Not sure if this is answering the same question you are asking, but I'll try.
The first thing to understand is that ACML uses FORTRAN matrix ordering, column order and starting with 1. This is different from C where data is stored in row order and indexes start at 0.
For a 2D matrix X(M,N), each column of data is stored sequentially. For instance X(2,1) is stored at the next memory address after X(1,1). X(1,2) is stored one column away from X(1,1). The documentation explains this by showing that X(i,j) is stored at i + (j-1)*M.
Extending to 3D with X(L,M,N), X(2,1,1) is stored next to X(1,1,1), X(1,2,1) is one column of length L away, and X(1,1,2) is stored one L*M "slice" away in memory. The documentation explains that X(i,j,k) is stored at i + (j-1)*L + (k-1)*L*M.
The 3D FFTs proceed in 4 steps.

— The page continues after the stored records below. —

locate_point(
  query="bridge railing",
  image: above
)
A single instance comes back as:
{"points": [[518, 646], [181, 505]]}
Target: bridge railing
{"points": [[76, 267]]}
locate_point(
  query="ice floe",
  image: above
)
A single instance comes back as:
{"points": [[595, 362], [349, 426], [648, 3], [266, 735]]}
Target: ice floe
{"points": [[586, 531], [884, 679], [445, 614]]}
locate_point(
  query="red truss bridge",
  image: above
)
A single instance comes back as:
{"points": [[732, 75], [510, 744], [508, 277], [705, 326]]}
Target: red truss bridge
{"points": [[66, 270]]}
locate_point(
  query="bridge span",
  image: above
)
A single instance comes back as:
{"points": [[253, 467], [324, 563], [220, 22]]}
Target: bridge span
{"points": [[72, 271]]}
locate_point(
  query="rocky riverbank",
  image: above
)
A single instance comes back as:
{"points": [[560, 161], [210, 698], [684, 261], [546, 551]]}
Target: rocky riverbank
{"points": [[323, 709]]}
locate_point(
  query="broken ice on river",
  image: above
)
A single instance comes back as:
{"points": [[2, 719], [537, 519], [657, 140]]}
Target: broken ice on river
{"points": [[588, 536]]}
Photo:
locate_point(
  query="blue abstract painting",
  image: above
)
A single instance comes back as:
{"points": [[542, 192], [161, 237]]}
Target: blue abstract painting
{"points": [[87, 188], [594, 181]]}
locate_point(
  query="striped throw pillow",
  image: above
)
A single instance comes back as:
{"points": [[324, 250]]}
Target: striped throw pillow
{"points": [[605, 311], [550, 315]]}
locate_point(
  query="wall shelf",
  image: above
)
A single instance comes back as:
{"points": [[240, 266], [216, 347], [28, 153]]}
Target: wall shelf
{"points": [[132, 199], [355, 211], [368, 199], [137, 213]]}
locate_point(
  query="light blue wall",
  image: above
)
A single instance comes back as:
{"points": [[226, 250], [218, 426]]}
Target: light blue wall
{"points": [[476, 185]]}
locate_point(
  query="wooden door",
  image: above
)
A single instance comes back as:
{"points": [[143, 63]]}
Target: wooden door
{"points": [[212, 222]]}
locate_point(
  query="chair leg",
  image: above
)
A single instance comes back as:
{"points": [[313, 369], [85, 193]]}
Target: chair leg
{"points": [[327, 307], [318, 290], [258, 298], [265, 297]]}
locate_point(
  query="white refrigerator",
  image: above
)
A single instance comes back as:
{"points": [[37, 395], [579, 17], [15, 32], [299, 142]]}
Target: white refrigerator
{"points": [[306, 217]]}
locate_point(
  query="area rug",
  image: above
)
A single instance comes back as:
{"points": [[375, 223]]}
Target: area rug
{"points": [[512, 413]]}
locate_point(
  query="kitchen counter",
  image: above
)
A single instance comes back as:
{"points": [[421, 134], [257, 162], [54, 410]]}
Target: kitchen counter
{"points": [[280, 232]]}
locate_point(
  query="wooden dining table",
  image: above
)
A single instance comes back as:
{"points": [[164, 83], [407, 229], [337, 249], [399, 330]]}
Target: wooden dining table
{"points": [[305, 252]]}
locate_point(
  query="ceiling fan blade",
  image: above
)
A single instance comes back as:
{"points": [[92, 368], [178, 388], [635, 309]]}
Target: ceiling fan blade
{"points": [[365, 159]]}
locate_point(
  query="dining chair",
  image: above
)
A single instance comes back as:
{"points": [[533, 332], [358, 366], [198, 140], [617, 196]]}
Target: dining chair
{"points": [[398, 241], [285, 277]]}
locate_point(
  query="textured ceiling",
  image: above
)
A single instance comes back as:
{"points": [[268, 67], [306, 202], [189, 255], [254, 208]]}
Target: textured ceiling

First, 2D transforms are done on each L*M slice (visualize plane on L and M stacked on top of each other). There are N of these 2D transforms. Next the entire array is transposed, such that L,M,N -> N,L,M. The data that used to be on the N axis is now stored sequentially in memory.
The third step is to perform L*M 1D transforms of length N on each column of this new array. The transform is done first because doing an FFT on data with very large strides is extremely inefficient. (Each of the 1D transforms operates on N values all stored sequentially in memory.)
The fourth step is to un-transform the data. And I think this is the answer you are looking for, which is yes, the data is put back into its original order.